My own tool "iBored", which I released just recently, can do parts of this. I wrote the tool to visualize and debug file system formats (UDF, HFS, ISO9660, FAT etc.), and implemented search, copy and later even structure and templates support. The structure support is pretty straight-forward, and the templates are a way to identify structures dynamically.
The entire thing is programmable in a Visual BASIC dialect, allowing you to test values, read specific blocks, and all.
The tool is free, works on all platforms (Win, Mac, Linux), but as it's personal tool which I just released to the public to share it, it's not much documented.
However, if you want to give it a try, and like to give feedback, I might add more useful features.
I'd even open source it, but as it's written in REALbasic, I doubt many people will join such a project.
Link: iBored home page
I still occasionally use an old hex editor called A.X.E., Advanced Hex Editor. It seems to have largely disappeared from the Internet now, though Google should still be able to find it for you. The last version I know of was version 3.4, but I've really only used the free-for-personal-use version 2.1.

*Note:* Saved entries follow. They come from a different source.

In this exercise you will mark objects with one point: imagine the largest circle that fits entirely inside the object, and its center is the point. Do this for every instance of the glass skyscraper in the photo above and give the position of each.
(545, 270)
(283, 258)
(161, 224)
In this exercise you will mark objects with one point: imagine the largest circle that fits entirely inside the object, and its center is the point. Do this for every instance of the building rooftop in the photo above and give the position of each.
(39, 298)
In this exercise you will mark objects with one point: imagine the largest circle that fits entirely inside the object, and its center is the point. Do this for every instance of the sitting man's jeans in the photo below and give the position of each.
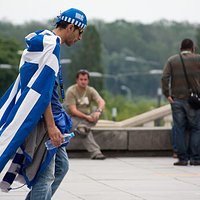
(49, 181)
(186, 117)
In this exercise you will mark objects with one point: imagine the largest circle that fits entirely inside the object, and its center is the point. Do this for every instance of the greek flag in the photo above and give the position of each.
(25, 101)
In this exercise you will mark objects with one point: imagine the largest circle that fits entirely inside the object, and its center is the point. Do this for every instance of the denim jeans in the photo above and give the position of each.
(49, 181)
(185, 117)
(173, 138)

Its most interesting feature, and the one I've had the most use for deciphering various game and graphics formats, is its graphical view mode. That basically just shows you the file with each byte turned into a color-coded pixel. And as simple as that sounds, it has made my reverse-engineering attempts a lot easier at times.
I suppose doing it by eye is quite the opposite of doing automatic analysis, though, and the graphical mode won't be much use for finding and following offsets...
The later version has some features that sound like they could fit your needs (scripts, regularity finder, grammar generator), but I have no idea how good they are.
There is Hachoir which is a Python library for parsing any binary format into fields, and then browse the fields. It has lots of parsers for common formats, but you can also write own parsers for your files (eg. when working with code that reads or writes binary files, I usually write a Hachoir parser first to have a debugging aid). Looks like the project is pretty much inactive by now, though.
Kaitai is an open-source language for describing binary structures in data streams. It comes with a translator that can output parsing code for many programming languages, for inclusion in your own program code.
My project icebuddha.com supports this using python to describe the format in the browser.
A cut'n'paste of my answer to a similar question:
One tool is WinOLS, which is designed for interpreting and editing vehicle engine managment computer binary images (mostly the numeric data in their lookup tables). It has support for various endian formats (though not PDP, I think) and viewing data at various widths and offsets, defining array areas (maps) and visualising them in 2D or 3D with all kinds of scaling and offset options. It also has a heuristic/statistical automatic map finder, which might work for you.
It's a commercial tool, but the free demo will let you do everything but save changes to the binary and use engine management features you don't need.